Rêverie romaineStendhal

Rome - Le mont Caelius

Rome, 17 août. – Que de matinées heureuses j’ai passées au Colisée, perdu dans quelque coin de ces ruines immenses ! Des étages supérieurs on voit en bas, dans l’arène, les galériens du pape travailler en chantant. Le bruit de leurs chaînes se mêle au chant des oiseaux, tranquilles habitants du Colisée. Ils s’envolent par centaines quand on approche des broussailles qui couvrent les sièges les plus élevés où se plaçait jadis le peuple roi. Ce gazouillement paisible des oiseaux, qui retentit faiblement dans ce vaste édifice, et, de temps à autre, le profond silence qui lui succède, aident sans doute, l’imagination à s’envoler dans les temps anciens.
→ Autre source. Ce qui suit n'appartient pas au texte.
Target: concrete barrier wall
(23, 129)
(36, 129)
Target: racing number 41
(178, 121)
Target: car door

On arrive aux plus vives jouissances que la mémoire puisse procurer.
Cette rêverie, que je vante au lecteur, et qui peut-être lui semblera ridicule,
C'est le sombre plaisir d'un cœur mélancolique (La Fontaine)
À vrai dire, voilà le seul grand plaisir que l'on trouve à Rome. Il est impossible pour la première jeunesse, si folle d'espérances. Si, plus heureux que les écoliers de la fin du dernier siècle, le lecteur n'a pas appris le latin péniblement durant sa première enfance, son âme sera peut-être moins préoccupée des Romains et de ce qu'ils ont fait sur la terre. Pour nous, qui avons traduit pendant des années des morceaux de Tite-Live et de Florus, leur souvenir précède toute expérience. Florus et Tite-Live nous ont raconté des batailles célèbres, et à huit ans quelle idée ne se fait-on pas d'une bataille C'est alors que l'imagination est fantastique, et les images qu'elle trace immenses. Aucune froide expérience ne vient en rogner les contours.